A Kafka broker is the server that handles the request from both Producer, Consumer, and Metadata queries. They are also responsible for keeping the data replicated within a cluster.

A Kafka cluster just have multiple Kafka broker in it handling requests to keep Kafka platform running, that is it.

Zookeeper

Zookeper is another set of servers that is responsible for metadata maintenance. They are able to direct producer the brokers to contact if there are multiple brokers.

Producer

The producer are processes that publishes records into Kafka topic via broker.

Consumer

A consumer are processes that pulls records off a Kafka topic via broker.

How are replication done?

In Kafka replication is implemented at the partition level. The redundant partition in a topic is called a replica. Each partition (that actually gets message published into) in a topic usually have one or more replicas associated with them.
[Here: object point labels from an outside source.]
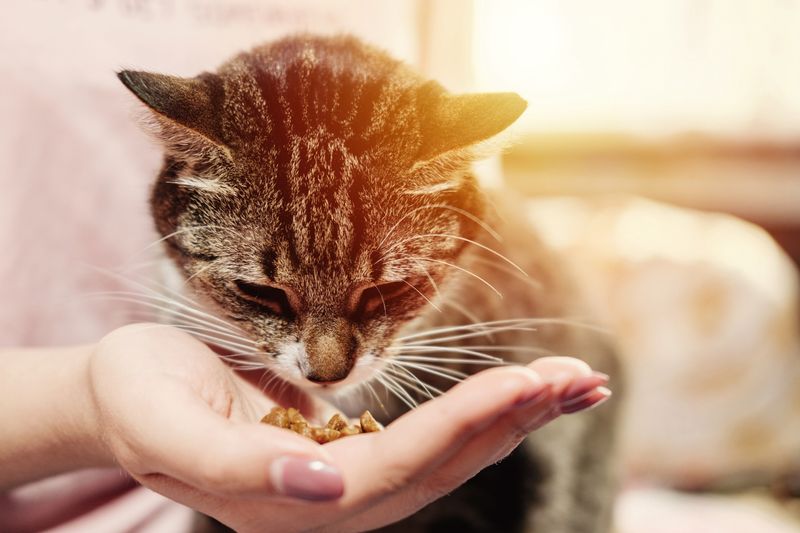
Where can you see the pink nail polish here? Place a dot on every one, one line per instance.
(306, 479)
(583, 385)
(588, 401)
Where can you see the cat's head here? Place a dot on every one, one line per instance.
(317, 193)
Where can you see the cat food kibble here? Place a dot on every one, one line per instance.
(336, 427)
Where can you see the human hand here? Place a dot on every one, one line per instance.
(183, 423)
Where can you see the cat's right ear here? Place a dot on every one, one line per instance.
(183, 109)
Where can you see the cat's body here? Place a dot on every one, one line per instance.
(318, 194)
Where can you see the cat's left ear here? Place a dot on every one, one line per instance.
(184, 108)
(449, 122)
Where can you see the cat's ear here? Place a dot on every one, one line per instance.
(183, 109)
(449, 121)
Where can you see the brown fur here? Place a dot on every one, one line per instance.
(308, 177)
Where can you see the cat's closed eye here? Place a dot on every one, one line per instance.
(273, 299)
(374, 299)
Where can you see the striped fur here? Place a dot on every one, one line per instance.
(323, 168)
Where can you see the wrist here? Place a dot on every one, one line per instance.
(48, 415)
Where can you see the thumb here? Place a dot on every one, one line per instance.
(192, 443)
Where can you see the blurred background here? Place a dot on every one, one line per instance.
(660, 151)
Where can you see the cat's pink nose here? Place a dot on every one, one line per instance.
(316, 378)
(330, 351)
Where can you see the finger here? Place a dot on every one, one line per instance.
(420, 440)
(491, 444)
(187, 440)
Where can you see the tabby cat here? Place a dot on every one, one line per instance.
(318, 194)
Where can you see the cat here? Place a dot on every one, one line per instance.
(318, 194)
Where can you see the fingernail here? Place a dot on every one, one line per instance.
(306, 479)
(583, 385)
(589, 401)
(535, 396)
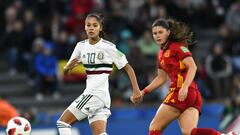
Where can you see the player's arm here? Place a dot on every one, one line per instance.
(137, 96)
(192, 68)
(159, 80)
(73, 61)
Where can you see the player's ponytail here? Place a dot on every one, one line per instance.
(179, 31)
(100, 19)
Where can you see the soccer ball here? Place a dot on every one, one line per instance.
(18, 126)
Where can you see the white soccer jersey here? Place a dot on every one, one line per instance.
(97, 60)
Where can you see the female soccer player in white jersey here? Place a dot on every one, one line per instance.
(97, 55)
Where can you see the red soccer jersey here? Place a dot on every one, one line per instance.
(170, 60)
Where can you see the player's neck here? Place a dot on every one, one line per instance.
(93, 41)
Within a partition, partition and replica partition, there is the leader which handles all the read-write operations for the specific partition. Then the replicas will be replicating the leader partition.

If the leader fails, then one of the replicas will be promoted as the leader to take over.

What is a bootstrap-server

A bootstrap-server is a url for one of the Kafka brokers that allows you to fetch initial metadata about your Kafka clusters. Which topics are available and the number of partitions within each of the topics, which partition is a leader.

Producer or consumer will use these metadata to produce and consume from the appropriate topic / partition / contact the right broker.

There can be multiple bootstrap-server for failover purposes just in case one of them goes down.

Schema registry

Kafka at its core only transfer data in bytes, the data stored in topics are in raw bytes format, when you publish or consume from topic it is read in as raw bytes format. The consumer needs to know about the type of data the producer is sending in order to deserialize it later on (Get it back as an Object, how to transfer complex objects like a Linked list across network - Use serialization sent the object as array of bytes). Producer serializes the data using library like Avro in order to store it into raw bytes.

This is where Schema registry comes into play, it is an application that lives outside of Kafka cluster and handles distribution of schemas to the producer and consumer by storing the schema (layout of the object how to deserialize) in its local cache.

The producer before sending the data to Kafka, first check with registry to see if the schema is available, if not sent it and registry will cache it. Then it will serialize the data with the schema and send it to Kafka with a schema ID.

When the consumer gets the message, it will first get the schema from registry with the ID, and then deserialize it according to the schema.

The schema basically tells the consumer HOW to deserialize the bytes, what bytes constitute the first field, second bytes, and so on.